21 cases of zoster were treated by acupuncture and moxibustion, Therapy

(1) Acupuncture: Taking the points of Dazhui, Quchi (double), Weizhong (double) and Sanyinjiao (double) with 10 to 15 minutes of stationary insertion,

(2) Special treatment: After the regular sterilization of the affected area, prick each (of the larger) pox at the bottom of it with an acupuncture needle held horizontally, clear the pox fluid with alcohol cotton, then broil it with a portable moxibustion broiler for 20 to 30 minutes. The treatment is kept once a day, five times make a therapeutic course.

(3) Therapy of complications: For those with fever, bleed slightly by one thrust or two with a rectangular needle at the points of Chize and Quze; for those having blisters on the face and a high fever, bleed slightly at the points of Taiyang and Xaohai; for those having neuralgia as the sequelae, add the points of Zhigou, Neiguan and Yanglingquan.

Clinical Indications.

(1) Slight: four cases. 1-3 days after the rash began to develop. The infected skin was red and spotted with miliary papules. There exist two or three groups of blisters, occupying an area that was comparatively small. The patient complained of burning pain, tiredness, systemic discomfort and loss of appetite; his tongue was red, his pulses were of the type of bow-string. After treatment of three or four times, cure succeeded.

(2) Medium: eight cases. Having been ill for four or five days, the patient had a slight fever and complained serious burning pain in the infected area, tiredness, discomfort, and very poor appetite; his tongue was red, his pulses were of the bow-string and rapid type. The affected skin was scarlet with quite a number of blisters and the affected area was as broad as 20-43 cm. After treatment of five to seven times, cure succeeded.

(3) Serious: nine cases. It was 6 to 10 days since the attack of the disease.

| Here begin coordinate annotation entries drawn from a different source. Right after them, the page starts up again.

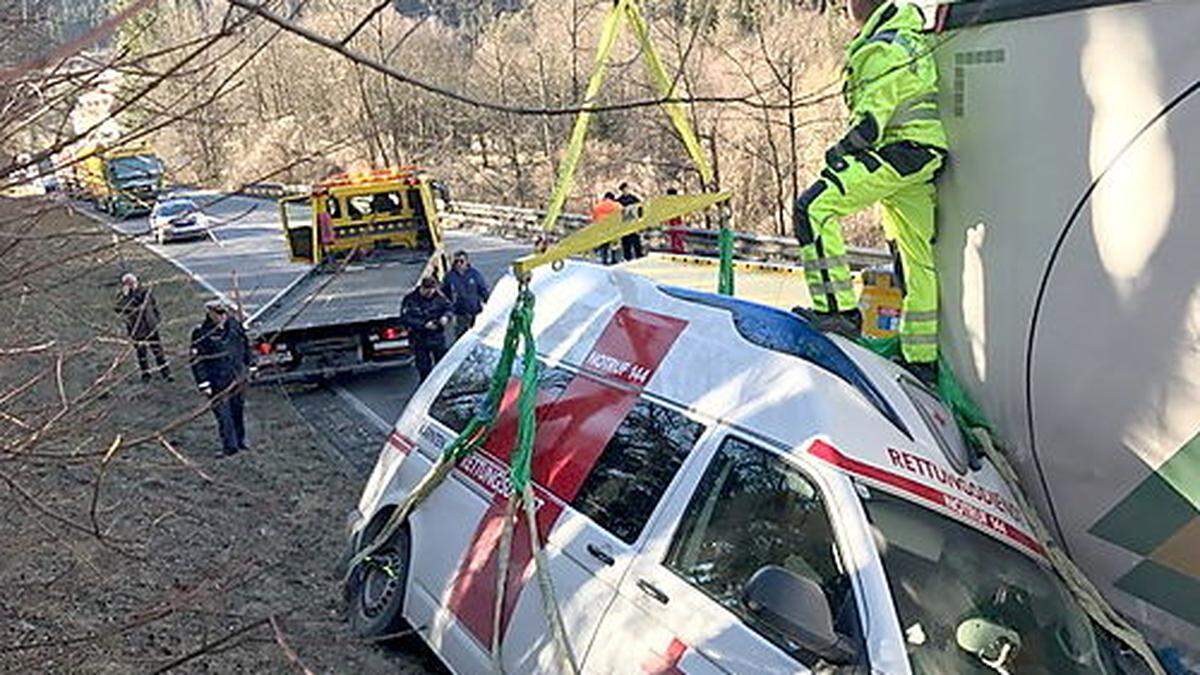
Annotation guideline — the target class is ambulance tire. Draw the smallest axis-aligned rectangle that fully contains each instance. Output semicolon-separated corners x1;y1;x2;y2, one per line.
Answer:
344;509;413;638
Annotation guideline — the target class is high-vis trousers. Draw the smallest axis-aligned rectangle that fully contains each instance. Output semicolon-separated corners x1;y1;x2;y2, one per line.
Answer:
794;143;943;363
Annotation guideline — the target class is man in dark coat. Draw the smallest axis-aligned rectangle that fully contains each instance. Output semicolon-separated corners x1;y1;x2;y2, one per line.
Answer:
400;276;451;382
113;274;173;382
192;300;250;456
617;183;646;261
442;251;490;340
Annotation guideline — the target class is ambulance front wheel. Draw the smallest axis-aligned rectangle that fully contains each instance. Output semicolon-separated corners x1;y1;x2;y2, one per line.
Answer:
346;518;412;638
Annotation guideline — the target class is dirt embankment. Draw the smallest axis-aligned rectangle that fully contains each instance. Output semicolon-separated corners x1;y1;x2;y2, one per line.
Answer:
0;201;427;673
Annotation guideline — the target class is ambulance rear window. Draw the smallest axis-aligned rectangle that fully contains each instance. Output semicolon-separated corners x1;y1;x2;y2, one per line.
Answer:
571;399;704;544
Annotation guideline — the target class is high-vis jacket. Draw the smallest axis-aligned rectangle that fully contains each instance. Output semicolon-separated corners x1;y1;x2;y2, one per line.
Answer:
835;2;948;154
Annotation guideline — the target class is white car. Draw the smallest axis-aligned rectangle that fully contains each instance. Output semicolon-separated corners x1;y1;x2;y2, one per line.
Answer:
150;197;209;244
346;263;1138;675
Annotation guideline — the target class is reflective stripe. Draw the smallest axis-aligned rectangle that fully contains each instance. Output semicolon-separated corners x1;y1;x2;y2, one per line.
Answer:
804;256;850;270
809;281;854;293
888;92;941;129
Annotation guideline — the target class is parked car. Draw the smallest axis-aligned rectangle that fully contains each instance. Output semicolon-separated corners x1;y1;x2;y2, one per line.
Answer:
346;263;1136;674
150;197;209;244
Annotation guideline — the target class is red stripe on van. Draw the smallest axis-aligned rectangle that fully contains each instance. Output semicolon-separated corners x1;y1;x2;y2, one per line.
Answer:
446;307;688;649
809;440;1045;557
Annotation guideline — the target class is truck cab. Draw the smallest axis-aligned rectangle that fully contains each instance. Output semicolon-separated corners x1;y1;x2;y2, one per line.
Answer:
280;167;442;264
247;167;449;382
76;144;163;219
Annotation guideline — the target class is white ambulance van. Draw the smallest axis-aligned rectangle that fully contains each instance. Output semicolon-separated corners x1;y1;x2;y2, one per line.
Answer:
346;263;1138;675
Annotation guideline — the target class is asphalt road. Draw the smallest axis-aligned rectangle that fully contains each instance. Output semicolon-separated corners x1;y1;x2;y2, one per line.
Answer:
102;192;528;437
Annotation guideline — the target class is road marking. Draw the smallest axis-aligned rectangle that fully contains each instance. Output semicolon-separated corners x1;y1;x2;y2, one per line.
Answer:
66;194;229;303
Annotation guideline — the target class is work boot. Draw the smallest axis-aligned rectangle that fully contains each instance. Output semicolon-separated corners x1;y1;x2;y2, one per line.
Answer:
900;358;937;392
792;307;863;340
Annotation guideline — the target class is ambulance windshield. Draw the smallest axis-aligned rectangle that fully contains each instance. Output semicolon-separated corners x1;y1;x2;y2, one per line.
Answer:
864;490;1118;675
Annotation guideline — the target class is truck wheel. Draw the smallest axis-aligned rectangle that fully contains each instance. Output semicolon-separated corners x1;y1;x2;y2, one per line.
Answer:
344;514;412;638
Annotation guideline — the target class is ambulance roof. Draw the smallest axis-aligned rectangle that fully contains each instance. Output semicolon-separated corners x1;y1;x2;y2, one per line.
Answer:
472;262;1040;555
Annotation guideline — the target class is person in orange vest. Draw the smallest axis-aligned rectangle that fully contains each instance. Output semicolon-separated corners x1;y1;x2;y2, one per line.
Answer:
662;187;688;253
592;192;620;264
314;187;336;244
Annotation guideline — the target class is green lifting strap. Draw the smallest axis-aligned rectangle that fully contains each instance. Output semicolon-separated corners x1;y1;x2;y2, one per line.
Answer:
509;291;539;494
716;219;733;295
343;287;536;583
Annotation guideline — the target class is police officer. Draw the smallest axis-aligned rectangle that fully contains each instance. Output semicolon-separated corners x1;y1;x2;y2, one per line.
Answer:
192;300;250;456
113;274;173;382
617;183;646;261
442;251;490;340
400;276;450;382
794;0;947;382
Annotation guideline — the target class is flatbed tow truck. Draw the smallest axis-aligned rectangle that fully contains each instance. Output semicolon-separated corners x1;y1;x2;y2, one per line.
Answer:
246;167;448;382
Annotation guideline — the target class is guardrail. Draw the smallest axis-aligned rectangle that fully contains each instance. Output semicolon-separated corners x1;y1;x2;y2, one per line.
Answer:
443;196;892;268
241;183;892;269
238;183;310;199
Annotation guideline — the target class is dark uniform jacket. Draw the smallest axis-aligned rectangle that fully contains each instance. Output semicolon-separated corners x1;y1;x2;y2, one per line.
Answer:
192;316;250;393
400;288;450;345
442;267;487;316
113;286;158;340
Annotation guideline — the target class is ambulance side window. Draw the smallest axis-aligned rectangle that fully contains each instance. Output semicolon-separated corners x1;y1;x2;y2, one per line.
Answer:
571;399;704;544
662;436;858;662
430;345;499;431
430;345;571;431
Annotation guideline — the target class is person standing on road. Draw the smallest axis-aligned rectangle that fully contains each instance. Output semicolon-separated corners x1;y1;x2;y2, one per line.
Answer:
192;300;250;456
442;251;490;340
400;276;451;382
662;187;688;253
592;192;620;265
794;0;949;383
617;183;646;261
113;274;174;382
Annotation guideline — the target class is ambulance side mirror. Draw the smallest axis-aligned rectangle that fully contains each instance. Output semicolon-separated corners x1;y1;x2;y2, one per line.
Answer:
742;565;858;664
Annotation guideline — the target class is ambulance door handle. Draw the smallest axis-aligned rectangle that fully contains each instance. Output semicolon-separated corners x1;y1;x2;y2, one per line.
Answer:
587;544;617;567
637;579;671;604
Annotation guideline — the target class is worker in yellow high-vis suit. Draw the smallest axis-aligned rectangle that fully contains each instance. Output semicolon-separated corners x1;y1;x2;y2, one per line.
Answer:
794;0;947;382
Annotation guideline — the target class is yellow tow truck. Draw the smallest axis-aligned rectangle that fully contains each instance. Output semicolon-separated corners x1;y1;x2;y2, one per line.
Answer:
246;167;448;381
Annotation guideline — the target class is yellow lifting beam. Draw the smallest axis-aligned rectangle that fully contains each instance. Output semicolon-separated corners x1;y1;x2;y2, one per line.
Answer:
512;0;731;280
512;192;732;279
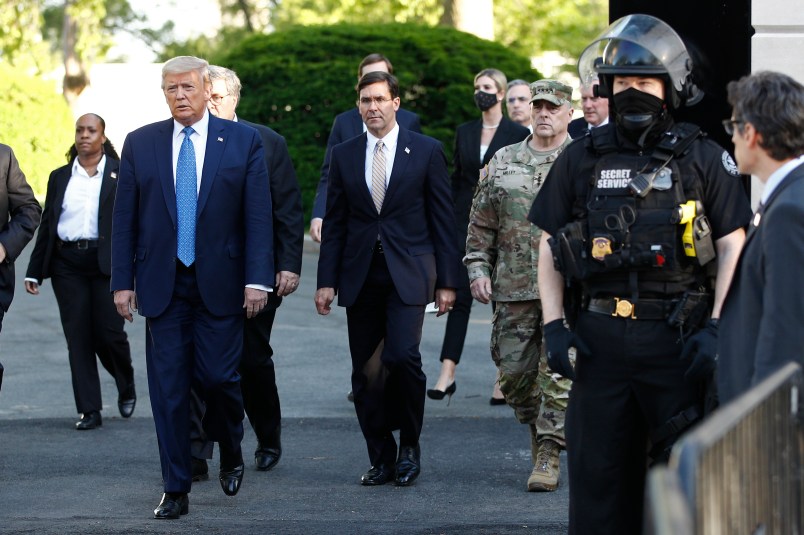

Large areas of skin were affected and the damage was serious. Pustulocrusts and papules and blisters as large as mung beans, soy beans or even spiders were seen in heaps, feeling hot and looking red or purple. The affected areas were distinctly swollen with an unbearable pain. The patient had a high fever, being restless both mentally and physically and hardly having an appetite. Other symptoms included yellow urine, constipation, and a red tongue with thick yellow coating. After treatment of seven to eleven times, cure succeeded.